Home health providers should be incorporating audio-recorded patient-nurse communication into their patient risk identification models, according to a recent study published in the Journal of American Medical Informatics Association.
The study’s research team — working alongside VNS Health nurses — recorded 126 patient nurse interactions with 47 patients.
Overall, home health care serves more than 6 million patients in the U.S., and a good chunk of those patients end up back in the hospital.
And the majority of patient risk identification models, which are mostly based on electronic health record data, don’t incorporate audio-recorded patient-nurse verbal communication.
In their current form, these models are only seeing modest success when it comes to detecting patients at risk for ED visits or hospitalization.
Still, the research team initially received pushback at the idea of recording patient and nurse encounters.
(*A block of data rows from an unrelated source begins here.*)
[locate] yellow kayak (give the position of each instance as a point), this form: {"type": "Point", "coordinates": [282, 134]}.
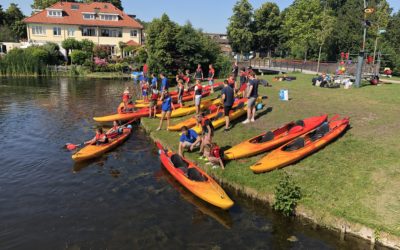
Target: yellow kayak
{"type": "Point", "coordinates": [192, 109]}
{"type": "Point", "coordinates": [93, 151]}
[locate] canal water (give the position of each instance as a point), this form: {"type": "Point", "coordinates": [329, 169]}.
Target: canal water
{"type": "Point", "coordinates": [124, 200]}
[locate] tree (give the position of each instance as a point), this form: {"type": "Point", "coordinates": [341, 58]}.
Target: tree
{"type": "Point", "coordinates": [240, 27]}
{"type": "Point", "coordinates": [161, 44]}
{"type": "Point", "coordinates": [302, 22]}
{"type": "Point", "coordinates": [267, 25]}
{"type": "Point", "coordinates": [70, 44]}
{"type": "Point", "coordinates": [13, 17]}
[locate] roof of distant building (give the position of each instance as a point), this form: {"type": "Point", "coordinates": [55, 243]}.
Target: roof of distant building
{"type": "Point", "coordinates": [72, 14]}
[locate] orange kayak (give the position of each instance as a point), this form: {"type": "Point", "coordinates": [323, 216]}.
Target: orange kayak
{"type": "Point", "coordinates": [274, 138]}
{"type": "Point", "coordinates": [93, 151]}
{"type": "Point", "coordinates": [194, 179]}
{"type": "Point", "coordinates": [301, 146]}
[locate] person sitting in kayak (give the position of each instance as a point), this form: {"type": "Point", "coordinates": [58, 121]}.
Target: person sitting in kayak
{"type": "Point", "coordinates": [153, 101]}
{"type": "Point", "coordinates": [98, 139]}
{"type": "Point", "coordinates": [213, 155]}
{"type": "Point", "coordinates": [125, 98]}
{"type": "Point", "coordinates": [188, 140]}
{"type": "Point", "coordinates": [114, 131]}
{"type": "Point", "coordinates": [207, 132]}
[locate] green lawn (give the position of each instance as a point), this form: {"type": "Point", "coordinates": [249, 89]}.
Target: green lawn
{"type": "Point", "coordinates": [356, 178]}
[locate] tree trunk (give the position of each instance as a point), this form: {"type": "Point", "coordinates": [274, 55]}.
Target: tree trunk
{"type": "Point", "coordinates": [319, 58]}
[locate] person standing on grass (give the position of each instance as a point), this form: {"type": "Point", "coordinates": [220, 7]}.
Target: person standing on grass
{"type": "Point", "coordinates": [188, 140]}
{"type": "Point", "coordinates": [164, 82]}
{"type": "Point", "coordinates": [198, 74]}
{"type": "Point", "coordinates": [235, 70]}
{"type": "Point", "coordinates": [227, 96]}
{"type": "Point", "coordinates": [166, 108]}
{"type": "Point", "coordinates": [252, 95]}
{"type": "Point", "coordinates": [154, 80]}
{"type": "Point", "coordinates": [153, 101]}
{"type": "Point", "coordinates": [198, 92]}
{"type": "Point", "coordinates": [211, 74]}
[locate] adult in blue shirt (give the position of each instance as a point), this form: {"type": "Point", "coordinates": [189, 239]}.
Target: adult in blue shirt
{"type": "Point", "coordinates": [189, 140]}
{"type": "Point", "coordinates": [228, 98]}
{"type": "Point", "coordinates": [164, 82]}
{"type": "Point", "coordinates": [154, 80]}
{"type": "Point", "coordinates": [252, 95]}
{"type": "Point", "coordinates": [166, 108]}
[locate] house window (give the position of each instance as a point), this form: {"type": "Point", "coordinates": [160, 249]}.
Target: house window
{"type": "Point", "coordinates": [109, 17]}
{"type": "Point", "coordinates": [57, 31]}
{"type": "Point", "coordinates": [88, 16]}
{"type": "Point", "coordinates": [134, 33]}
{"type": "Point", "coordinates": [88, 31]}
{"type": "Point", "coordinates": [54, 13]}
{"type": "Point", "coordinates": [111, 33]}
{"type": "Point", "coordinates": [38, 30]}
{"type": "Point", "coordinates": [71, 32]}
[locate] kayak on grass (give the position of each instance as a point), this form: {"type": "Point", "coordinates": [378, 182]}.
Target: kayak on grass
{"type": "Point", "coordinates": [187, 110]}
{"type": "Point", "coordinates": [214, 112]}
{"type": "Point", "coordinates": [93, 151]}
{"type": "Point", "coordinates": [272, 139]}
{"type": "Point", "coordinates": [143, 112]}
{"type": "Point", "coordinates": [194, 179]}
{"type": "Point", "coordinates": [301, 147]}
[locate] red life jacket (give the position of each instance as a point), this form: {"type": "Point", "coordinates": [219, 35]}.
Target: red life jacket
{"type": "Point", "coordinates": [216, 151]}
{"type": "Point", "coordinates": [199, 90]}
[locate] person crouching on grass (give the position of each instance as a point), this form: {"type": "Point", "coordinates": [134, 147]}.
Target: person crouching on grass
{"type": "Point", "coordinates": [166, 108]}
{"type": "Point", "coordinates": [188, 140]}
{"type": "Point", "coordinates": [212, 153]}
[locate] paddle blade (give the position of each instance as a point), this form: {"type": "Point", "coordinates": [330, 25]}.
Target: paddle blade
{"type": "Point", "coordinates": [71, 146]}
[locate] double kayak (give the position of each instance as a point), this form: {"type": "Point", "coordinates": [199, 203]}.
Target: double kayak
{"type": "Point", "coordinates": [275, 138]}
{"type": "Point", "coordinates": [185, 98]}
{"type": "Point", "coordinates": [126, 116]}
{"type": "Point", "coordinates": [236, 112]}
{"type": "Point", "coordinates": [194, 179]}
{"type": "Point", "coordinates": [302, 146]}
{"type": "Point", "coordinates": [187, 110]}
{"type": "Point", "coordinates": [92, 151]}
{"type": "Point", "coordinates": [214, 112]}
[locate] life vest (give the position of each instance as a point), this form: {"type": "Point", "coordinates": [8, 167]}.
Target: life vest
{"type": "Point", "coordinates": [215, 151]}
{"type": "Point", "coordinates": [199, 90]}
{"type": "Point", "coordinates": [154, 95]}
{"type": "Point", "coordinates": [125, 97]}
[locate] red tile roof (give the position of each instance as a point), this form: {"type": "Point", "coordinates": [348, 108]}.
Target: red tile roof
{"type": "Point", "coordinates": [75, 17]}
{"type": "Point", "coordinates": [132, 43]}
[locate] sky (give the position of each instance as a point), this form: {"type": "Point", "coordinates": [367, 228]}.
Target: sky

“One of our challenges when we started this study was convincing nursing to allow us to audio record conversations between nurses and patients,” Maryam Zolnoori, PhD at Columbia University School of Nursing, and leader of the research team, told Home Health Care News. “They told us they document everything in clinical notes, so it’s not necessary to record a conversation between them and the patient. They also had a concern about the privacy of the conversation with the patient.”
The research team redeveloped the risk model to include OASIS data, clinical notes and verbal communication features. They found that incorporating verbal communication data improved risk models by 26%.
Additionally, researchers found that patients that were more at risk typically showed signs of sadness, anxiety and had long periods of silence amid conversations, according to the study.
Zolnoori believes that these findings make the case for beefing up clinical workflows in order to include patient and nurse communication in medical records. She also pointed out the need to train nurses in order to emphasize the importance of audio recording data.
“If [home health providers] embed this into their clinical workflow, it has a substantial impact on the patient’s care,” she said. “We can use this data to not only develop effective risk identification models, it can be used for detecting patients with Alzheimer’s, or it can be used for detecting patients at risk of emergency department visits. It also helps just to reduce documentation time for nurses.”